People who install Arch packages are more likely to have read the Arch Wiki. It is the way things happen. Now, simply, there is no proper reason to have the "lp" group in the SystemGroup in cups-files.conf on a standard Arch cups install. On the other hand, someone may have customized their installation, and have chosen some different group name for running cupsd "filters/backends/helper programs", and then have chosen to use group "lp" as the administrative group name. That would be a reason to not just blindly remove "lp" from the SystemGroup list.
But still, I think it would be polite to provide some kind of note about the past "bad advice" in the Arch CUPS and KDE Wiki entries. Certainly it would be polite to add a check for a "collision", between the "Group" and "SystemGroup" configurations in cups-files.conf, to the Arch cups package install.
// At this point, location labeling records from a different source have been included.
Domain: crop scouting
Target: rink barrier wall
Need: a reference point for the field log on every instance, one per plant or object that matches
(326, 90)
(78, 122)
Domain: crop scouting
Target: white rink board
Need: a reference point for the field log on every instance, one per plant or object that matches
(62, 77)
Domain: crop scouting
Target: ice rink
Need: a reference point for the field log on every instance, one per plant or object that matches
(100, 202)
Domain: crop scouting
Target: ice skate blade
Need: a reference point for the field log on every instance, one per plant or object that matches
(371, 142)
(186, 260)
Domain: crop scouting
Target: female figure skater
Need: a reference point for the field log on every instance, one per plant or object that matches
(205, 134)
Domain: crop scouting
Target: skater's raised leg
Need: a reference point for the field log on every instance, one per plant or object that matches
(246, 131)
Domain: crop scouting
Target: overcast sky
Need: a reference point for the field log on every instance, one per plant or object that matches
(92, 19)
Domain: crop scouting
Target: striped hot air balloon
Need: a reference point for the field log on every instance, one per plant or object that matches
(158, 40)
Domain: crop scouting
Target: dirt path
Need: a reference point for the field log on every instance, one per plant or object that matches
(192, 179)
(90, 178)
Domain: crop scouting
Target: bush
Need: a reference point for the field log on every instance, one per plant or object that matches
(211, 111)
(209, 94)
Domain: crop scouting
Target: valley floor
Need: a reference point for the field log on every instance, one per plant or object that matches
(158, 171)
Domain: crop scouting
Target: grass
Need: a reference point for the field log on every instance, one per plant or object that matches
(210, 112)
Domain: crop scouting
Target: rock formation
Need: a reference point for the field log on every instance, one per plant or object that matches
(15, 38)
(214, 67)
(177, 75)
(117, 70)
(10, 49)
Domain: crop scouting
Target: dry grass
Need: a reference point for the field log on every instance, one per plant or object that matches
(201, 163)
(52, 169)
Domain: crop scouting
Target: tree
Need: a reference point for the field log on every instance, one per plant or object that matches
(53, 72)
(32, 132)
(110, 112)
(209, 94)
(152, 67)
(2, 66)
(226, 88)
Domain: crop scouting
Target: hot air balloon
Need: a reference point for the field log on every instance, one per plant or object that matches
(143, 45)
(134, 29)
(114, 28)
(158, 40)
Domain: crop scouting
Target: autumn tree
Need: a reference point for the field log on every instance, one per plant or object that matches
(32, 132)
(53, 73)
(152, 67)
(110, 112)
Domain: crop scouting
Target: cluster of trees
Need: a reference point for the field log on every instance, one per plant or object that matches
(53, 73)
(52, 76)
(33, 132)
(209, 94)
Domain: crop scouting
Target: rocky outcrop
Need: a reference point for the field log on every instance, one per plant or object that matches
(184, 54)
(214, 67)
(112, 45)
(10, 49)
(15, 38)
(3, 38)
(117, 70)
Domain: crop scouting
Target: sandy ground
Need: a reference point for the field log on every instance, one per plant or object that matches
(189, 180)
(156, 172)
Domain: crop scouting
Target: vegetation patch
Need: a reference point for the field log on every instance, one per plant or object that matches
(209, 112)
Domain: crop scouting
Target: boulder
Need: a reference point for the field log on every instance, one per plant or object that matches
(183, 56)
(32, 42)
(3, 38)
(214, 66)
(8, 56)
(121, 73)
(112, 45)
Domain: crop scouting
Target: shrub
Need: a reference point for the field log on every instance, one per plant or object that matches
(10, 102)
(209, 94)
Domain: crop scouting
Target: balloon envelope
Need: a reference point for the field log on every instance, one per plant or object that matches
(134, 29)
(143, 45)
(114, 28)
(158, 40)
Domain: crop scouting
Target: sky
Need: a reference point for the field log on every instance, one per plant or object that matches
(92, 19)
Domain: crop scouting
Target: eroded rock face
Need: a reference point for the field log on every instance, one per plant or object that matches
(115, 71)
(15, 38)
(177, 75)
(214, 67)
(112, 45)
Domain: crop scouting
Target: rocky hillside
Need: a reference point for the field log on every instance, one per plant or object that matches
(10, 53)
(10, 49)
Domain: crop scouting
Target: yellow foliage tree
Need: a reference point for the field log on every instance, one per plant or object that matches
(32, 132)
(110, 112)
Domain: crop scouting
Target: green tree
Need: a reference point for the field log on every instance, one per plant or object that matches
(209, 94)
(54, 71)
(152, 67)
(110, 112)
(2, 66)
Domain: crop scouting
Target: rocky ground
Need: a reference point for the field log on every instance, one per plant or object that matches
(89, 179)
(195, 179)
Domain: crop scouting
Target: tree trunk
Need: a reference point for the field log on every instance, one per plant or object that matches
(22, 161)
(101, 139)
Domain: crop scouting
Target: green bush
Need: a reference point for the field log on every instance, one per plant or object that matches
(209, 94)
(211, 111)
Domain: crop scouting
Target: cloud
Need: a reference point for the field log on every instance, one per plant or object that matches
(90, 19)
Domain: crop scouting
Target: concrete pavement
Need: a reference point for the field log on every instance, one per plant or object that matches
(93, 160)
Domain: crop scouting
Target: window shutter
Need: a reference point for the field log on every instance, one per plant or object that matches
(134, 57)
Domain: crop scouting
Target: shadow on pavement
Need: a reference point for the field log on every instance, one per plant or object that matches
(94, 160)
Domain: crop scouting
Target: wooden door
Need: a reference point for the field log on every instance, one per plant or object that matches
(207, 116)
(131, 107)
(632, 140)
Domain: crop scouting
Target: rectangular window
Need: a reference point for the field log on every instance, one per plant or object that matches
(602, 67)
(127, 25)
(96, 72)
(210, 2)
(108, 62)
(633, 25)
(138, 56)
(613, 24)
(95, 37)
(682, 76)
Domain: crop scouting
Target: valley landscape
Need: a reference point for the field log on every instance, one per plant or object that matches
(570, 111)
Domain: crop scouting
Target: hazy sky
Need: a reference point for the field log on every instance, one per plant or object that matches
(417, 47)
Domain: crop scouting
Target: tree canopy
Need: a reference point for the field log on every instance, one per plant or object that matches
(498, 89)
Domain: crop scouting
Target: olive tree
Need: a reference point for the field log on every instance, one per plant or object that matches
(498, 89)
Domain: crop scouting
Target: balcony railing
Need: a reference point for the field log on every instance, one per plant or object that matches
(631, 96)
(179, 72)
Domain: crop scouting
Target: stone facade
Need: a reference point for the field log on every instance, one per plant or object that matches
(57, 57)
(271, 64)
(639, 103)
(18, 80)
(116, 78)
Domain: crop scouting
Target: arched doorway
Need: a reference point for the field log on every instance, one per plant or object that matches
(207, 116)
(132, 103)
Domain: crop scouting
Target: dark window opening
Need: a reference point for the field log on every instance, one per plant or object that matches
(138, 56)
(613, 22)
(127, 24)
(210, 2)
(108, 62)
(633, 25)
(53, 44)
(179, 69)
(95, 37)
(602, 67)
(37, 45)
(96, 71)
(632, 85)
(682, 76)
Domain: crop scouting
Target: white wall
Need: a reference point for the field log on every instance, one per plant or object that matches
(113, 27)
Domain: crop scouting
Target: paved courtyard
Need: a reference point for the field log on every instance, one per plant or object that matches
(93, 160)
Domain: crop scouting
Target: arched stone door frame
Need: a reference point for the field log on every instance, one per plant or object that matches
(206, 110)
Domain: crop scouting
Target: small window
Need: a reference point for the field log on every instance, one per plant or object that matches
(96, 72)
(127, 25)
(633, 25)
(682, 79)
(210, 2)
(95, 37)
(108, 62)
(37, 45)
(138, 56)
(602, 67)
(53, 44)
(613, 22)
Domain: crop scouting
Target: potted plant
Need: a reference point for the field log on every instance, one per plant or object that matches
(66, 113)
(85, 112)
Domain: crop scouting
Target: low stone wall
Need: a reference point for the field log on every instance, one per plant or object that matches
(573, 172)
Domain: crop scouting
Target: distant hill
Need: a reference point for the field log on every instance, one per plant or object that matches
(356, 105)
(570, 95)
I also think it would be polite to create an "lpadmin" group in the Arch system, distinct from any of the "sys", "system", or "root" groups, to allow for a printer administration group in Arch.
I have submitted a bug report upstream at cups.org, suggesting that cupsd should refuse to start and say why, rather than falling back to running "filters/backends/helper programs" as group "nobody". That behavior has not changed in the new version 2.0.0 package.
James
I think you've run into a bad situation where cups didn't give you a useful error msg and it was caused by a bad advise in our wiki.
You've asked upstream to give a better error message and have fixed our wiki pages(?).
I won't add a note to the cups .install scriptlet. I think it's not worth. Not many users will run in your bad configuration.
Can we close this one as I see no packaging issue?
Yes.
> Can we close this one as I see no packaging issue?
One other suggestion - modify the default source "conf/cups-files.conf.in" with a comment above the "SystemGroup" directive:
# This list cannot include the filters/backends/helper programs Group, for security reasons.
I have passed the suggestion upstream, to cups.org. The added comment would not disclose the catastrophic printing failure that would result otherwise, but at least it would provide some guidance.
James
Either the upstream patch offered should be modified to provide logging at the default log level, or the default cupsd.conf should be modified to include the directive "LogLevel notice".
https://www.cups.org/str.php?L4582
Since there was clearly a confusion about which log levels were the more verbose in the patch applied, perhaps this will be corrected. Leaving this Arch bug open probably isn't going to change anything upstream though.